Carrington Beige vs Rolled Oats
Where Carrington Beige belongs to Benjamin Moore's range, Rolled Oats is a Dulux color. Carrington Beige reads as beige-yellow, while Rolled Oats reads as beige — two distinct hue families, not close cousins. Rolled Oats (LRV 65) reflects noticeably more light than Carrington Beige (LRV 62), a difference of 3 points that becomes especially apparent in rooms with limited natural light. Carrington Beige runs yellow while Rolled Oats is decidedly warm, which means they'll respond very differently to warm vs cool light sources. The ΔE 3.3 gap is real but not dramatic — close enough to use together, distinct enough to matter as a choice. Below you'll find 1 real-room photo comparison where both colors appear side by side, plus 5 simulated room previews.
Carrington Beige vs Rolled Oats in Real Spaces
1 real room side by side. Carrington Beige and Rolled Oats are close enough that the difference can be hard to judge from a chip alone — these photos show how each reads at scale, across different spaces and lighting conditions.
Living Room
In a living room, color works across both daylight and evening light — the same wall can read very differently at noon and at 8pm. The brightness difference is modest but present — Rolled Oats gives the walls a little more lift.
Color Details
Carrington Beige vs Rolled Oats Simulated Comparison
5 simulated room previews — drag the slider on each to see Carrington Beige on one side and Rolled Oats on the other.

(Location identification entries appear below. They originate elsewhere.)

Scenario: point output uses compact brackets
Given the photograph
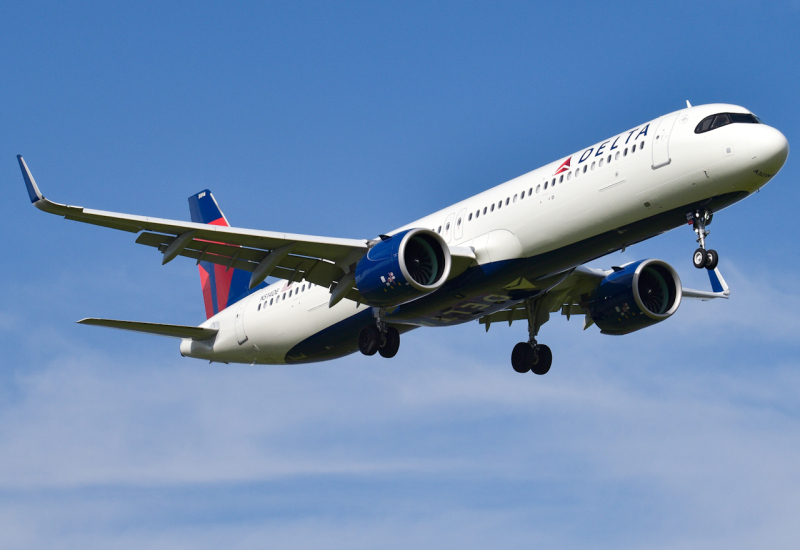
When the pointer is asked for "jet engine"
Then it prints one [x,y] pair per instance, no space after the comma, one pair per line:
[403,267]
[636,296]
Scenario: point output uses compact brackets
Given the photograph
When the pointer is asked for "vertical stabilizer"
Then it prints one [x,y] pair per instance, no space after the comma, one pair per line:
[221,287]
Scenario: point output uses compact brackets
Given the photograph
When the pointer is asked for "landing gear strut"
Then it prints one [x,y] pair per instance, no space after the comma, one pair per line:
[379,338]
[531,356]
[702,257]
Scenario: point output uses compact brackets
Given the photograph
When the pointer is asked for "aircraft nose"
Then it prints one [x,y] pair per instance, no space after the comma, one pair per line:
[769,148]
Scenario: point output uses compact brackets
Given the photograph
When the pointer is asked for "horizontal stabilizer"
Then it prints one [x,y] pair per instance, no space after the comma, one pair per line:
[175,331]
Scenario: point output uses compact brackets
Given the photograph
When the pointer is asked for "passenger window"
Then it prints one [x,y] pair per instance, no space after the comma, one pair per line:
[743,117]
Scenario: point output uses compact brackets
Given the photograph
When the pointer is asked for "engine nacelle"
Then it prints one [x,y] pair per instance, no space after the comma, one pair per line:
[639,295]
[404,267]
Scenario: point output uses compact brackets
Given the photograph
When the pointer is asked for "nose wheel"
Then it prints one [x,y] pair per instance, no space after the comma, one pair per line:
[703,258]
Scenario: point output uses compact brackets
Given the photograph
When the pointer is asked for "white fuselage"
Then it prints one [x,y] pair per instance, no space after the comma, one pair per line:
[656,167]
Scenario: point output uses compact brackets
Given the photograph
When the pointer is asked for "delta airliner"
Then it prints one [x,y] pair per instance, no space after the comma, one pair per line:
[514,252]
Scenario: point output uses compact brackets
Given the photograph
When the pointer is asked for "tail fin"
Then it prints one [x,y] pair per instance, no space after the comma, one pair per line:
[221,286]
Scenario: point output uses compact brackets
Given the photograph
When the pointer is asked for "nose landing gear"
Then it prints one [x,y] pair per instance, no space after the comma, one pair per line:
[530,355]
[703,258]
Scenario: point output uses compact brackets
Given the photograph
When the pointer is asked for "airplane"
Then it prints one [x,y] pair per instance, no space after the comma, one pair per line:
[514,252]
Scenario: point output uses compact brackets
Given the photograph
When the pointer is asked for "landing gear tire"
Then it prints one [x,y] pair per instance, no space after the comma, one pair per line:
[712,259]
[369,340]
[522,357]
[391,343]
[699,258]
[544,360]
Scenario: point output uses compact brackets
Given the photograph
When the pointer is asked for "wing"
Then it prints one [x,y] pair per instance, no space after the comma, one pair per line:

Digital color is approximate. These simulations are generated from the manufacturer's hex values and overlaid on grayscale room photos — your screen's calibration, brightness, and viewing angle all affect how they render. Before committing to either color, test physical samples in your own space under the light you actually live with.
More Carrington Beige comparisons
See how Carrington Beige stacks up against other well-photographed colors across different brands and tones.